Cameron Kunzelman, for Paste, wrote "reading through Storm King's Thunder for the first time gave me the strongest itch that I have ever had to actually put a party through a pre-created adventure. The adventure is created in such a way that any given location contains a dozen plot hooks, interesting characters, and beautiful descriptions that would be suitable for an entire campaign. [...] It's hard to be specific here without stealing some of the wonder, but let me tell you about some of the things I found to be the most wonderful in Storm King's Thunder. There's a 40,000+ year old kraken wizard who hangs out in the ocean using its telekinetic powers to lure people into its service from hundreds of miles away. There's a fire giant who wants to reassemble a magical Voltron to punch dragons in the mouth with. [...] Of course, there are parts I don't enjoy as much. Storm King's Thunder is very equitable when it comes to gender, with many giant lords being women and the gender assignment of many NPCs being up to DM discretion. However, that macro plot I mentioned before starts off with [an] old-fashioned fridging of King Hekton's wife Queen Neri, and it's such a conspicuous, trope-y stumble that I initially assumed that it was meant to be commentary of some kind (as far as I can tell, though, it's just a plot point)".

Cecilia D'Anastasio, for Kotaku in a review comparing Out of the Abyss and Storm King's Thunder, wrote "after a few pages of lore and history about the giants of the Forgotten Realms, Chapter One starts players in a deserted settlement infested with goblins. [...] The only real hook into Storm King's Thunder's opening moments is the bell ringing from the bell tower, where goblins are gleefully swinging on a rope. There it was: the easy opening. Go to the bell tower. Explore the town. [...] Players got a strong sense of each others' characters by exploring the empty settlement. It's just a start, but the simplicity of Storm King's Thunders first chapter made it fun. The experience of it wasn't prescribed, and players weren't made servile by ten NPCs, four hanging towers and thirteen fungi. Later on, when shit gets real in the Savage Frontier, I welcome the new Dungeons & Dragons adventure to throw what it's got at us. The first chapter isn't the time for that. The lack of content in the intro to Storm King's Thunder, for some, was also paralyzing. [...] But I'd rather players meet the challenge of creativity than suffocate in the embrace of a too-meaty adventure. At least we're picking up the game again".

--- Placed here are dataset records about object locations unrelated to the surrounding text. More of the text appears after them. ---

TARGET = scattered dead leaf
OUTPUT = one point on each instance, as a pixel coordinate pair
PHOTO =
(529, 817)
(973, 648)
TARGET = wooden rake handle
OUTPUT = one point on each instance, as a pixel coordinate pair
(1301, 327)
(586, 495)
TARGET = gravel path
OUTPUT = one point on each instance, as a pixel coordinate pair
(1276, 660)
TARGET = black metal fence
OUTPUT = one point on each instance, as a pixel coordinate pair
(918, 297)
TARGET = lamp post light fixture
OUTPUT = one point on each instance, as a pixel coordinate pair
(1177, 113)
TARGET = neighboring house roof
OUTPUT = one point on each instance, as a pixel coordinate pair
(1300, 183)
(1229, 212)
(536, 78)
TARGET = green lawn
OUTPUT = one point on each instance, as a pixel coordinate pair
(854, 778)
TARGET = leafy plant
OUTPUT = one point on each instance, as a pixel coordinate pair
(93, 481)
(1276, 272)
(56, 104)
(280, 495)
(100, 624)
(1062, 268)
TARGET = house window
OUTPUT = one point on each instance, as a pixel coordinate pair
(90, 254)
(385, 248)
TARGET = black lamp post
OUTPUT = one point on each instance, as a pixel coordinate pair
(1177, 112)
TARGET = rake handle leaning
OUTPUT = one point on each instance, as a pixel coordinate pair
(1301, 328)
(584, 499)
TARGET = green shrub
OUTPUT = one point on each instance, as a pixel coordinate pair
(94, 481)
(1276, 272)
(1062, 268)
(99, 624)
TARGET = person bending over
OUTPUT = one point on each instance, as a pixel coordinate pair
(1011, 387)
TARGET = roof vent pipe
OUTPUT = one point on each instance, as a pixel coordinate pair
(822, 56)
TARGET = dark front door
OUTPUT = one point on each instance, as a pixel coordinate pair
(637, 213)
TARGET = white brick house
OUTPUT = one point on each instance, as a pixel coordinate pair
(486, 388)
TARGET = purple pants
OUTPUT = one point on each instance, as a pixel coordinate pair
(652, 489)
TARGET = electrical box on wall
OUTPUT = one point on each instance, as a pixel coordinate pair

James Haeck, for Geek & Sundry, wrote "before we can see why Roll20 does Storm King's Thunder so well, let's talk about the adventure itself. Storm King's Thunder is technically a sequel to 5e's first story arc, Tyranny of Dragons, in the way that Captain America: Civil War is a sequel to Age of Ultron. You don't need to have played or even read Tyranny to “get” this adventure, but you'll enjoy some easter eggs. This adventure is also shorter than the others. [...] I still prefer the tactile sensation of flipping pages [...] but Roll20's GM tools are startlingly useful. I love showing my players images from the adventure, for instance. All of the illustrations that you'd find in the book are loaded into Roll20's image database, and it's much easier to just click a “share with everyone” button than to awkwardly turn the hardcover around, try (and fail) to cover the spoilery text, and probably break the book's binding in the process. The interactive Table of Contents makes flipping through Roll20's format infinitely easier than leafing through a print book. It's even easier than using a PDF with a hyperlinked Table of Contents, since you can always pop it open from the right-hand sidebar without closing your other open windows. A small negative; the adventure frequently mentions Player's Handbook or Dungeon Master's Guide, not by page number, but by chapter number. And since they can't hyperlink to those books, it's a small grievance, but one with cascading effects".